Les solutions aux problèmes de nature psychoaffective passent par divers types de psychothérapies qui doivent souvent accompagner les autres formes d’intervention thérapeutique.

C. Problèmes de nature cognitive

      Les problèmes de nature cognitive sont : les problèmes de mémoire, de concentration, d’attention, d’analyse, de synthèse, de raisonnement, de jugement, etc.). Dans le trouble bipolaire, ces fonctions (cognitives) sont affectées.

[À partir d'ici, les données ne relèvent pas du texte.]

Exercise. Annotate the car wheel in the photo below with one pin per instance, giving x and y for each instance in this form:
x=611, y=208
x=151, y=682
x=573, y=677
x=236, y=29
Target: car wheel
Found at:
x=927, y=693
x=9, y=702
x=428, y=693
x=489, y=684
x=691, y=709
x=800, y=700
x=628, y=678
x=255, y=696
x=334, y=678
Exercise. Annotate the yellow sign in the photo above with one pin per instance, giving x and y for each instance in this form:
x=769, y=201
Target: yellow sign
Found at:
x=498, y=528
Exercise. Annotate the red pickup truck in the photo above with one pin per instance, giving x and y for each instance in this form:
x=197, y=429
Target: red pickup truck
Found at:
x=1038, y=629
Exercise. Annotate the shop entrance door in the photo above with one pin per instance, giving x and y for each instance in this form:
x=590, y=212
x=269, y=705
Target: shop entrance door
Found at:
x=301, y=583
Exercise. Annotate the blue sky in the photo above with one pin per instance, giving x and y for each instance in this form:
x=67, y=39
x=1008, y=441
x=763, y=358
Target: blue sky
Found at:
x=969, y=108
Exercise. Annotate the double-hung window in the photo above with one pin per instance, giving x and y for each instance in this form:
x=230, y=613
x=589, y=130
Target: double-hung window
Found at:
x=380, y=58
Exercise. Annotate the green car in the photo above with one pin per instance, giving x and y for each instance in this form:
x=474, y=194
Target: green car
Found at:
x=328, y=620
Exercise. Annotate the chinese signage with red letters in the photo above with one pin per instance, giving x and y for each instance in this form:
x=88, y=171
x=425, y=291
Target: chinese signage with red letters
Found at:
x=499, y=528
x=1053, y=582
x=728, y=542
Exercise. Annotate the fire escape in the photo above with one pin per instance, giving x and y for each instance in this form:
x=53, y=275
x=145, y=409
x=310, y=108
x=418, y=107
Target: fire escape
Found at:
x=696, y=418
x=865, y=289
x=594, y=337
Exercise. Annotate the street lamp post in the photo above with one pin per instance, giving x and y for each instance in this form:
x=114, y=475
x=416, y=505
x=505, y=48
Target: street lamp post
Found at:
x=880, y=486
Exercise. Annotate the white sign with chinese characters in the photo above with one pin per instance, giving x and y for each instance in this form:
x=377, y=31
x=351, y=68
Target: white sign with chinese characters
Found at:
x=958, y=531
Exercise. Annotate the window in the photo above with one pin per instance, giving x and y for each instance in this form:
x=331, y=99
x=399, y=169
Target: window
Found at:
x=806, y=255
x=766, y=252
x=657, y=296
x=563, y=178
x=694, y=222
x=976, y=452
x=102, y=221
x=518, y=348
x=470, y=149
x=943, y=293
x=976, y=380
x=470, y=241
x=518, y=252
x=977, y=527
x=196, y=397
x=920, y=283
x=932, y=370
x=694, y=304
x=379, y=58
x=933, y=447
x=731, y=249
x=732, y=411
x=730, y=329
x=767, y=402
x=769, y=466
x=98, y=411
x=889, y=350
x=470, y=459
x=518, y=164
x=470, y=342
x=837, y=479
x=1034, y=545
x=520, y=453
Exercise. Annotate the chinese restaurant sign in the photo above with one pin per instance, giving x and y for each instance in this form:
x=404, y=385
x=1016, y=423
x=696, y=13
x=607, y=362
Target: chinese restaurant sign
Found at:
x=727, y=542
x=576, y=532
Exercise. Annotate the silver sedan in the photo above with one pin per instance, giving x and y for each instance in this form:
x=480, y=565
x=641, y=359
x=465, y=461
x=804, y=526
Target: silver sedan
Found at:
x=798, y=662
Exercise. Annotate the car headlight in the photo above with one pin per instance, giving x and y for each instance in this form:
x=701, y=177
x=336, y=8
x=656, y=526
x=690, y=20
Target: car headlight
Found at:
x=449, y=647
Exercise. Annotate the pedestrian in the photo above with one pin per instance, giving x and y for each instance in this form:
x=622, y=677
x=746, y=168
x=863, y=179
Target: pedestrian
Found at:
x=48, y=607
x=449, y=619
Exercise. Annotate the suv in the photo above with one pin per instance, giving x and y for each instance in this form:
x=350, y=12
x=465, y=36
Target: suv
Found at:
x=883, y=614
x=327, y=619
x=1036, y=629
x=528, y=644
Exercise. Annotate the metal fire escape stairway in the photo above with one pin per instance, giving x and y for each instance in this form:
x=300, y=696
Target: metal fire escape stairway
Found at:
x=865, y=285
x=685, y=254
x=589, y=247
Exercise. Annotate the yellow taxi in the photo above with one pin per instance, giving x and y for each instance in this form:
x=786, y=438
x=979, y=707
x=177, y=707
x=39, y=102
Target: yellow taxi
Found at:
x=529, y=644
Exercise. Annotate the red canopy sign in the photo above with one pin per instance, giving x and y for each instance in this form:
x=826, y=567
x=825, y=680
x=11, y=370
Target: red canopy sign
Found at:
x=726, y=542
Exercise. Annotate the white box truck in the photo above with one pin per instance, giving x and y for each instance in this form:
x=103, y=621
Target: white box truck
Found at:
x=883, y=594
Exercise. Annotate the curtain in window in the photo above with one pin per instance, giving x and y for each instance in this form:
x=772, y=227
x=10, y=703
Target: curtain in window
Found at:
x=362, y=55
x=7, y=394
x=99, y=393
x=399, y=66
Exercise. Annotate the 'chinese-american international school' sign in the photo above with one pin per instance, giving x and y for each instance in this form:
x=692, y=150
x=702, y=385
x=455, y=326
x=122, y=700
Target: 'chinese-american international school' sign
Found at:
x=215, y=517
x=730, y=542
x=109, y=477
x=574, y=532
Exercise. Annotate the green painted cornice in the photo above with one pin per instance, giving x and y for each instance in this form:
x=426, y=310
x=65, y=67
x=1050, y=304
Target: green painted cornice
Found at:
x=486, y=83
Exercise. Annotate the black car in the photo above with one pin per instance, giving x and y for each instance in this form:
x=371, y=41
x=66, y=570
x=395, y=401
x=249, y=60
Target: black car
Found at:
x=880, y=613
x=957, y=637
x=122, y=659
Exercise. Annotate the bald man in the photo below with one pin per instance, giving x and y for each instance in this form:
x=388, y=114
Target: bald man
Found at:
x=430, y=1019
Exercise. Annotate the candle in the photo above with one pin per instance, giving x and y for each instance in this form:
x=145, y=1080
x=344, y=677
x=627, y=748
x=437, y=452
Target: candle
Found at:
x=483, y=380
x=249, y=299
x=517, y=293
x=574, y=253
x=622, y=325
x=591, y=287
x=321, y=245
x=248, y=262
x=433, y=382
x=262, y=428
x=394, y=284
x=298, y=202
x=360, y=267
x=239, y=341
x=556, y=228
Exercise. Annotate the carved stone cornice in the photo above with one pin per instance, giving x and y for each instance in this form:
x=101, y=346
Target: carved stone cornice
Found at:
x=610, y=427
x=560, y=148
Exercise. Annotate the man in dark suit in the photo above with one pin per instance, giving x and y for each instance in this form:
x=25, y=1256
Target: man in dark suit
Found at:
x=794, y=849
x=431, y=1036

   Lorsque les problèmes biologiques diminuent, les problèmes cognitifs diminuent également. En revanche, des gênes cognitives persistent souvent. La solution consiste dans une thérapie cognitive, ou de restructuration cognitive, qui représente une sorte d’entrainement de ces fonctions. Attention à l’usage des benzodiazépines, réputées dans l’affaiblissement persistant de la mémoire, de la concentration et de l’attention.

D. Problèmes de nature comportementale

   Les problèmes de nature comportementale sont : les actes de violence, d’hostilité, bagarres, disputes, agressions, transgression de règles, de lois, etc.

  Le traitement de ces problèmes est donc ainsi de nature comportementale : hygiène de vie, discipline, effort comportemental, expositions, désensibilisation, etc.

E. Problèmes de nature psychosociale

  Les problèmes de nature psychosociale sont : les problèmes liés au fonctionnement social comme la condition sociale, le travail, la famille, le rapport à l’argent, etc. Le traitement de ces problèmes consiste en la prise de mesures administratives, médicales (arrêt de travail), d’accompagnement social, d’orientation et de soutien social, financier… afin d’améliorer la condition sociale du patient.